Even when the series offers candid frustrations — shouting matches, sleepless nights and last‑minute pivots — it rarely steps back and interrogates the broader picture. The narrative stakes are amplified, but the framing remains sympathetic: setbacks are trials to be overcome, rather than opportunities to contextualise broader industry trends or labour tensions. That lack of critical distance means viewers are often watching a well‑financed personality project more than an investigative portrait of modern restaurant business.

For viewers who want pure kitchen theatre and charismatic leadership, the show mostly delivers.
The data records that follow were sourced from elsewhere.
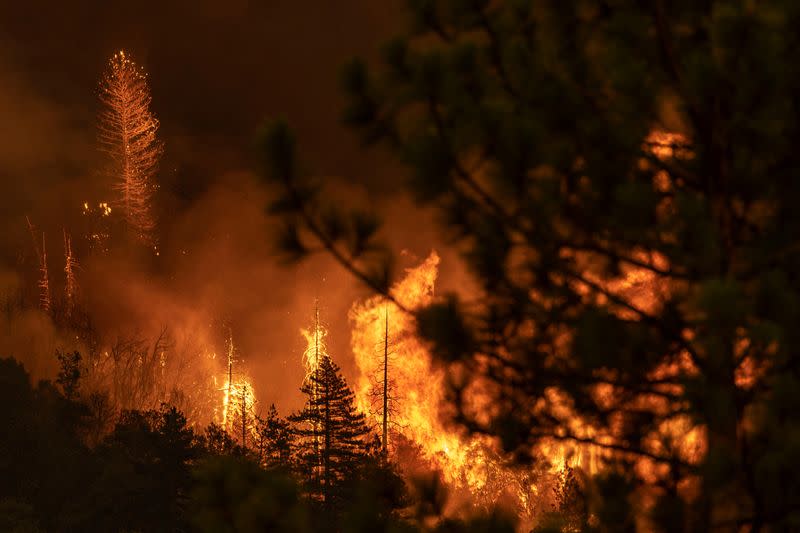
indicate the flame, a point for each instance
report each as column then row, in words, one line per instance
column 467, row 463
column 316, row 347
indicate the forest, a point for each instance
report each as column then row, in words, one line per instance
column 540, row 276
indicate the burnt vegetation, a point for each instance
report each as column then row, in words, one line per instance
column 619, row 181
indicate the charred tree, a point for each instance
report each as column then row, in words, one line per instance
column 128, row 135
column 329, row 418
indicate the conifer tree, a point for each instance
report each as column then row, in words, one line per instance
column 274, row 439
column 128, row 135
column 621, row 180
column 329, row 418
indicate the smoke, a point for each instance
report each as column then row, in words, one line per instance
column 216, row 269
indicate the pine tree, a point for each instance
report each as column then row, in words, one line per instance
column 330, row 419
column 70, row 282
column 621, row 180
column 274, row 440
column 128, row 134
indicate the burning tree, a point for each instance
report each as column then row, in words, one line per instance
column 128, row 134
column 45, row 302
column 332, row 434
column 621, row 180
column 70, row 282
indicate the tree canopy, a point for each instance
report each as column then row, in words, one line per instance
column 620, row 178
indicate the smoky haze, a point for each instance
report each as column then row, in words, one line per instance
column 217, row 70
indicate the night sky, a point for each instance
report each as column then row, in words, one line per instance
column 217, row 71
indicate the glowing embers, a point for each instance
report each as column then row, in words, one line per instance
column 388, row 352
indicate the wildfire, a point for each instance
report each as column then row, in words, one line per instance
column 316, row 348
column 467, row 463
column 238, row 401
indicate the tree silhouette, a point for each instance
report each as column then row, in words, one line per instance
column 274, row 440
column 620, row 179
column 331, row 434
column 128, row 135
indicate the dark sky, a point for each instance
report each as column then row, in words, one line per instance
column 217, row 71
column 217, row 68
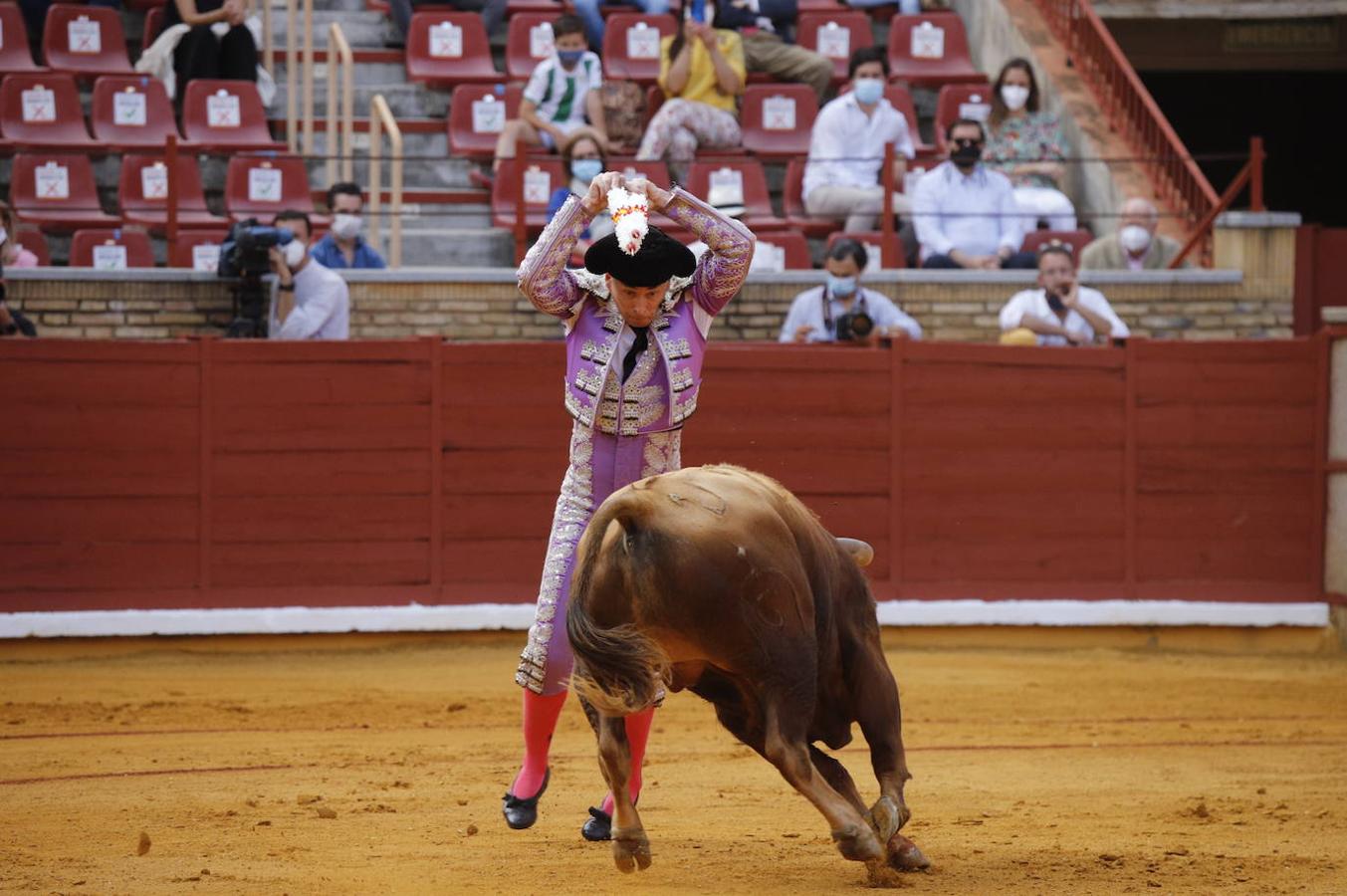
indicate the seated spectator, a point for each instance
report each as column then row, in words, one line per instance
column 815, row 315
column 201, row 54
column 1060, row 312
column 702, row 75
column 561, row 91
column 1136, row 245
column 583, row 160
column 342, row 247
column 767, row 31
column 310, row 301
column 1023, row 141
column 846, row 149
column 965, row 213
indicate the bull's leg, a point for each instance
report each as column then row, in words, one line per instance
column 630, row 847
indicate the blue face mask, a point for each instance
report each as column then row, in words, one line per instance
column 586, row 168
column 868, row 91
column 840, row 287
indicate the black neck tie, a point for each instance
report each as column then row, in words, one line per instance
column 634, row 351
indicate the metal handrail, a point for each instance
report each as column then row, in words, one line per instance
column 340, row 132
column 381, row 118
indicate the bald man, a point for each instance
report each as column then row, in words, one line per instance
column 1136, row 245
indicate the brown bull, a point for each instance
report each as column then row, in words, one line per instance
column 721, row 580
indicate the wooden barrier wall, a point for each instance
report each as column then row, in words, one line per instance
column 212, row 473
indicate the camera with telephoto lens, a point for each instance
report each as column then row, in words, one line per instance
column 245, row 255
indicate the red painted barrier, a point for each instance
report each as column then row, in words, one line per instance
column 216, row 473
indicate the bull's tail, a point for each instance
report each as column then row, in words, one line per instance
column 618, row 670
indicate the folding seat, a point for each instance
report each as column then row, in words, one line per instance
column 632, row 46
column 14, row 41
column 835, row 35
column 56, row 190
column 85, row 41
column 931, row 49
column 445, row 49
column 113, row 250
column 477, row 113
column 778, row 118
column 130, row 113
column 143, row 194
column 262, row 186
column 41, row 110
column 736, row 182
column 225, row 116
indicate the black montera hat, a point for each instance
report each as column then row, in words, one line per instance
column 660, row 259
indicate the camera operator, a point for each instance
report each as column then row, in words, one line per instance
column 310, row 301
column 1060, row 312
column 842, row 310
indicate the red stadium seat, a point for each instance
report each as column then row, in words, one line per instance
column 130, row 112
column 473, row 129
column 445, row 49
column 111, row 250
column 14, row 41
column 143, row 193
column 835, row 35
column 630, row 52
column 57, row 191
column 41, row 110
column 736, row 182
column 931, row 49
column 778, row 118
column 225, row 116
column 85, row 41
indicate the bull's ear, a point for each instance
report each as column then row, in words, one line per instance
column 859, row 552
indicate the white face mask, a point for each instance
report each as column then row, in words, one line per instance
column 1014, row 96
column 346, row 227
column 1134, row 239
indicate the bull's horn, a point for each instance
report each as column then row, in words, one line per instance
column 859, row 552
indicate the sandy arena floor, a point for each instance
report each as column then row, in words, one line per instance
column 369, row 765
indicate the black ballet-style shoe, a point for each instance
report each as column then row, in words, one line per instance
column 522, row 812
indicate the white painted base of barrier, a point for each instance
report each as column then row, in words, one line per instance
column 295, row 620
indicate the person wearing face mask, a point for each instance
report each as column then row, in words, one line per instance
column 1136, row 245
column 815, row 313
column 846, row 148
column 1023, row 141
column 342, row 247
column 965, row 213
column 636, row 332
column 309, row 301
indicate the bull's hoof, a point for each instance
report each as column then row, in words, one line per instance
column 905, row 856
column 630, row 850
column 857, row 843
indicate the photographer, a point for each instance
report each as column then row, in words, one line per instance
column 842, row 310
column 310, row 301
column 1060, row 312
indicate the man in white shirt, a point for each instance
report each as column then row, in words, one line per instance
column 965, row 213
column 312, row 302
column 828, row 313
column 846, row 149
column 1060, row 312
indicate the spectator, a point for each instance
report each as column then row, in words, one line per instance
column 966, row 216
column 561, row 94
column 815, row 315
column 1060, row 312
column 1136, row 245
column 1025, row 144
column 702, row 75
column 767, row 31
column 312, row 302
column 846, row 151
column 583, row 160
column 342, row 247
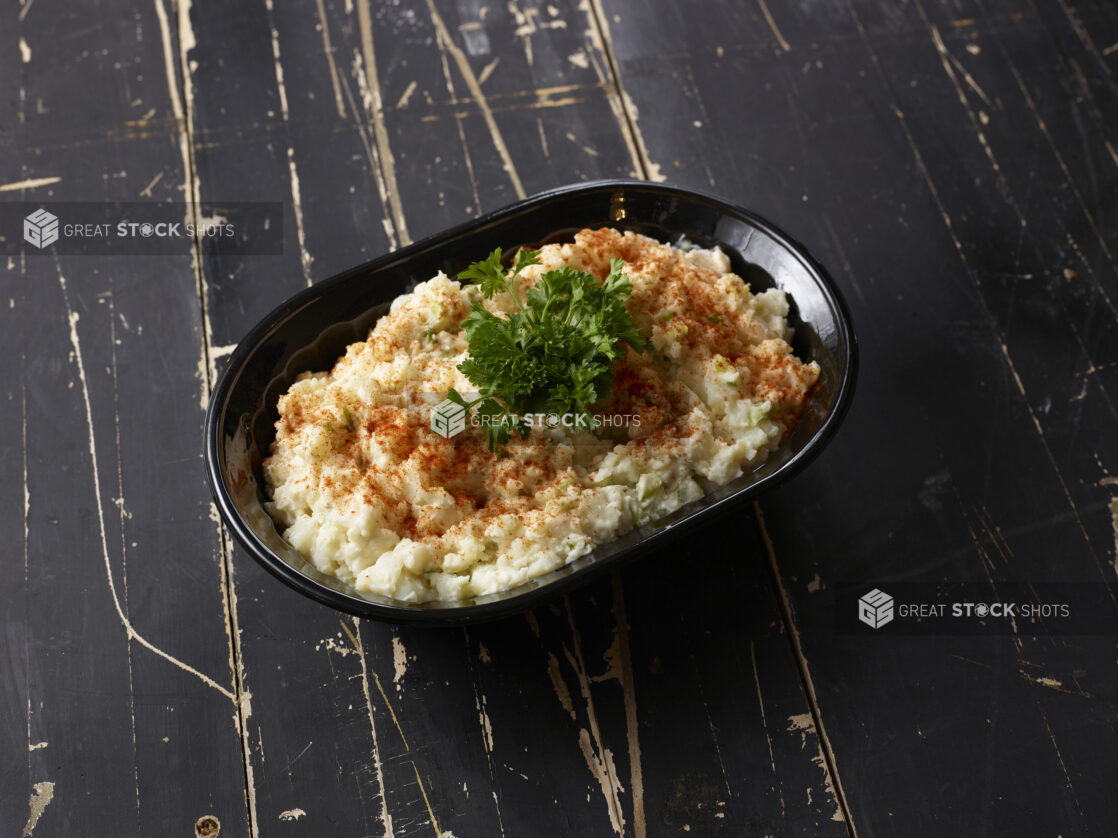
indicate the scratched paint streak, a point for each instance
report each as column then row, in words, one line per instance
column 190, row 187
column 296, row 194
column 560, row 685
column 628, row 688
column 598, row 758
column 1059, row 756
column 32, row 183
column 773, row 26
column 41, row 794
column 124, row 550
column 760, row 705
column 379, row 129
column 1114, row 522
column 462, row 134
column 370, row 150
column 386, row 818
column 1067, row 174
column 467, row 75
column 181, row 110
column 958, row 247
column 72, row 317
column 622, row 104
column 296, row 203
column 977, row 122
column 486, row 729
column 430, row 811
column 1051, row 458
column 826, row 758
column 329, row 50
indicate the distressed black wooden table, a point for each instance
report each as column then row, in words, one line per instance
column 955, row 164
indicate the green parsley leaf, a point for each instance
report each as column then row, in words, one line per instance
column 555, row 354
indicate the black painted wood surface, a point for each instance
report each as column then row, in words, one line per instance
column 953, row 163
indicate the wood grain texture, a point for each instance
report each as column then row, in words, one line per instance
column 119, row 648
column 524, row 727
column 945, row 201
column 953, row 164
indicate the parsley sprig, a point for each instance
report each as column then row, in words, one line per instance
column 553, row 354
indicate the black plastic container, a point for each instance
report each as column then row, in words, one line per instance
column 311, row 331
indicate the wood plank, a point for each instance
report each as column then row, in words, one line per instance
column 120, row 647
column 886, row 191
column 400, row 121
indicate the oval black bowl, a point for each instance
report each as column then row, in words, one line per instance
column 311, row 331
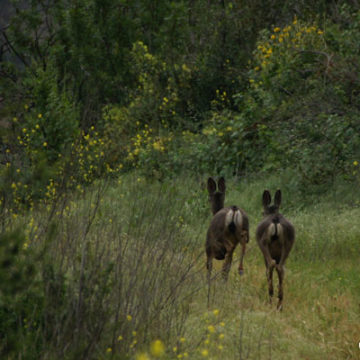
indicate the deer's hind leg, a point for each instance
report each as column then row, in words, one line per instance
column 244, row 240
column 209, row 266
column 280, row 271
column 270, row 264
column 227, row 262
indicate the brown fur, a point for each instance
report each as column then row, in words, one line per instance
column 228, row 227
column 275, row 236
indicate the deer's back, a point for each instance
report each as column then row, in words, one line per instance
column 282, row 235
column 219, row 232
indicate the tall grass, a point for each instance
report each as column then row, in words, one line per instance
column 124, row 265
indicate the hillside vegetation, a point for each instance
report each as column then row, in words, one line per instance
column 113, row 114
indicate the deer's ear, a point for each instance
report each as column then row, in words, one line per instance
column 211, row 185
column 266, row 198
column 277, row 199
column 221, row 185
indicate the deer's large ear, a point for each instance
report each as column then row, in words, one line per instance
column 266, row 198
column 277, row 199
column 221, row 185
column 211, row 185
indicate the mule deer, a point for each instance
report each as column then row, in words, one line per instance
column 275, row 236
column 229, row 227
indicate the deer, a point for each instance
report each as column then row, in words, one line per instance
column 275, row 236
column 228, row 228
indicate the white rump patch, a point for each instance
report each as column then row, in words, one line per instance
column 272, row 230
column 233, row 216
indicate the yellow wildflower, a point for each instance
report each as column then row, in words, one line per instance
column 204, row 352
column 211, row 328
column 142, row 356
column 157, row 348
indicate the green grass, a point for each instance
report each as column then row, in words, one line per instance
column 137, row 248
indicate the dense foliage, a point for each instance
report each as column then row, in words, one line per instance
column 265, row 87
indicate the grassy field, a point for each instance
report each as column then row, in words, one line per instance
column 124, row 265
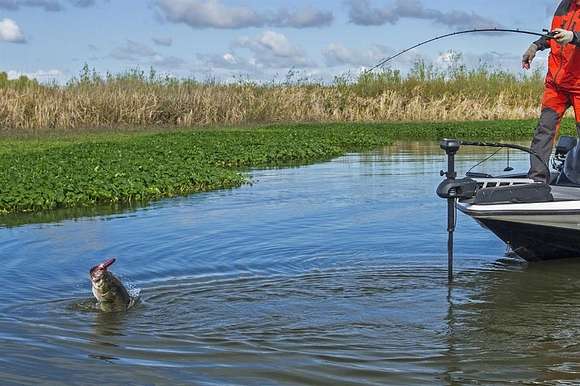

For those seeking a sharper critique of expansion, branding or the economics of contemporary dining, the series can feel repetitive and self‑referential. The length magnifies that tension: six hours grants room for intimacy and craft, but it also stretches the central conceit until it risks redundancy.

Ultimately, this is a programme that trades in contrasts. It celebrates craft and compulsion in equal measure, offering moments of genuine warmth and technical fascination while doubling as a high‑gloss business showcase. Whether that balance feels like value will depend on how much of the Ramsay world you want to inhabit for half a day or more.